Thanks to Cerrito Classics, I’ve finally seen Dr. Zhivago in something approximating the way it was meant to be seen–35mm with DTS digital 5.1 sound. True, the movie was meant to be seen in 70mm, with six-track magnetic sound, but this is probably as close as I’m ever going to get to that.
There’s an interesting technical issue here. Zhivago was one of the first films shot in plain old 35mm scope to be released in a 70mm blow-up. Yes, the image quality suffers–previous 70mm releases, shot in 65mm or a large 35mm format called Technirama–look better. (For details, visit the American WideScreen Museum.) Unfortunately, 35mm blow-ups were soon the standard for 70mm presentations.

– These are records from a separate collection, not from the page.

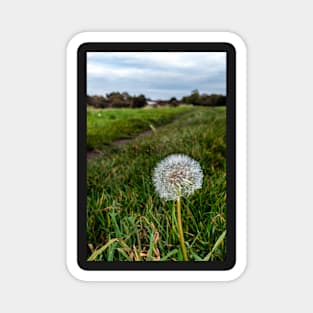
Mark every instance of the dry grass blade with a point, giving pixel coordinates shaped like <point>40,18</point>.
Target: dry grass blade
<point>97,252</point>
<point>217,243</point>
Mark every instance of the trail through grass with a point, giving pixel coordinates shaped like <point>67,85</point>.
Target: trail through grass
<point>126,219</point>
<point>105,126</point>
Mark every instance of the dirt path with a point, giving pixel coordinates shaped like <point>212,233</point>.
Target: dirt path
<point>120,142</point>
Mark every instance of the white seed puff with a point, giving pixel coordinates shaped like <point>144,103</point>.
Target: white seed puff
<point>177,175</point>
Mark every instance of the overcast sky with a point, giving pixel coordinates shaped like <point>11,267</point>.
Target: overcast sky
<point>157,75</point>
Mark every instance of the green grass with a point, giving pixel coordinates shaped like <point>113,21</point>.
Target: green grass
<point>105,126</point>
<point>126,219</point>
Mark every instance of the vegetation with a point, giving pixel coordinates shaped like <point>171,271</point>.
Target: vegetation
<point>126,219</point>
<point>124,100</point>
<point>104,126</point>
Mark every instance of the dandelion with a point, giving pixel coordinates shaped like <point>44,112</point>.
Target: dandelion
<point>174,177</point>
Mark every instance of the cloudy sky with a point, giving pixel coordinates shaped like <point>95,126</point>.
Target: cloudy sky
<point>157,75</point>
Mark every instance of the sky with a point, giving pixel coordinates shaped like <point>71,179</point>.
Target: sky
<point>157,75</point>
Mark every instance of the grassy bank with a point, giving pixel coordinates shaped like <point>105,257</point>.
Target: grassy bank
<point>126,218</point>
<point>105,126</point>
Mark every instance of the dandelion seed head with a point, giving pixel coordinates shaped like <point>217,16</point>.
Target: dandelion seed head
<point>177,175</point>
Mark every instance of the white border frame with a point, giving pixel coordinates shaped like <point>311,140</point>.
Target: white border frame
<point>241,155</point>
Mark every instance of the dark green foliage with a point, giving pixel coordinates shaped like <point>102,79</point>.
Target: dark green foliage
<point>126,218</point>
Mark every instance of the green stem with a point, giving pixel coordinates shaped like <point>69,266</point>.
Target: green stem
<point>180,230</point>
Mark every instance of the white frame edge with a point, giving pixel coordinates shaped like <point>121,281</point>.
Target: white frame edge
<point>241,157</point>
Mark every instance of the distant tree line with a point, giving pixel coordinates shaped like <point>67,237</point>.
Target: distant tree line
<point>124,100</point>
<point>117,100</point>
<point>204,99</point>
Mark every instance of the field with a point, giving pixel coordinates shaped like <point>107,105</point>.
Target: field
<point>126,219</point>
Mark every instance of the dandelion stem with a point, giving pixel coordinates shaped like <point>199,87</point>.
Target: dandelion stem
<point>180,230</point>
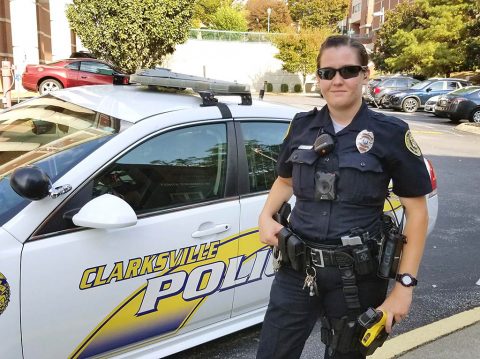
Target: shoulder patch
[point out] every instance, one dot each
(288, 131)
(411, 144)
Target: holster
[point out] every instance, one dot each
(292, 249)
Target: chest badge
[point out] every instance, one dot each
(364, 141)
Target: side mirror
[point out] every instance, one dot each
(106, 211)
(31, 183)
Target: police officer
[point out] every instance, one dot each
(338, 162)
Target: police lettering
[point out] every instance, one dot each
(153, 263)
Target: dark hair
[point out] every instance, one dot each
(343, 40)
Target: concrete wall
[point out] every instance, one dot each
(245, 62)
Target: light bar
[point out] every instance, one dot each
(167, 78)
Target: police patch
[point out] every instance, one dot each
(411, 144)
(4, 293)
(287, 132)
(364, 141)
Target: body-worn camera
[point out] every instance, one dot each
(324, 186)
(324, 144)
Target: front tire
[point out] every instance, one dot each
(410, 105)
(475, 117)
(49, 85)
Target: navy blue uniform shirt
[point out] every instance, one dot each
(370, 151)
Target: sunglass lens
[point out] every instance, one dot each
(327, 73)
(347, 72)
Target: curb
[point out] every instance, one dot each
(469, 127)
(426, 334)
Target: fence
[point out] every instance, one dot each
(223, 35)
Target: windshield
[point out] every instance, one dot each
(421, 85)
(49, 133)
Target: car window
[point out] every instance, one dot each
(466, 90)
(177, 168)
(452, 85)
(49, 133)
(387, 83)
(437, 86)
(73, 65)
(421, 85)
(95, 67)
(262, 146)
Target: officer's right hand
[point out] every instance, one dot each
(268, 229)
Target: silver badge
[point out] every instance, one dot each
(364, 141)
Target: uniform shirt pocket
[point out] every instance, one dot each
(361, 179)
(303, 173)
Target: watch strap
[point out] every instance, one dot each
(400, 278)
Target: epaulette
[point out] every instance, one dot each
(306, 114)
(388, 120)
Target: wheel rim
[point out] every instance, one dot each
(49, 87)
(476, 116)
(410, 105)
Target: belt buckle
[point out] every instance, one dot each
(319, 262)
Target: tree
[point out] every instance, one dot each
(229, 18)
(318, 13)
(205, 9)
(258, 17)
(406, 16)
(131, 34)
(426, 37)
(298, 51)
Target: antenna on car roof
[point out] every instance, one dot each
(205, 87)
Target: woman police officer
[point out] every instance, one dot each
(339, 189)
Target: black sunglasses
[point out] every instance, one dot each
(347, 72)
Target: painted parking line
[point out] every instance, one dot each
(426, 334)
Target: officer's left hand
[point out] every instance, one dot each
(397, 305)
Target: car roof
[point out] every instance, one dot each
(133, 103)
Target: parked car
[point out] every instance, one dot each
(461, 104)
(430, 104)
(128, 217)
(70, 73)
(415, 98)
(391, 84)
(368, 89)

Although made by Lawrence of Arabia’s writer, director, and cinematographer, Dr. Zhivago doesn’t measure up to that masterpiece. But then, few films do. Still, I’m a sucker for this kind of historical epic–one that focuses on normal people trying to cope with huge historical changes going on around them. The cast is excellent, and I’m even willing to forgive the casting of Omar Sharif, who doesn’t look Russian but still gives a fine performance.
I have one major quibble with the story. Can anyone tell me in what year the framing story–the one by the dam where Zhivago’s brother interviews his possible niece–is supposed to be set? The sequence keeps suggesting that everything in the USSR is so much better now. Yet things only got worse until Stalin died in 1953. That would make any child conceived during the Russian Civil War considerably older than the girl in those scenes.
Anyway, a big thanks to Speakeasy Theaters and the Cerrito for giving Dr. Zhivago such a wonderful presentation. Besides, if you’re going to watch a three-hour movie with an intermission, what’s better than a theater with couches and real food?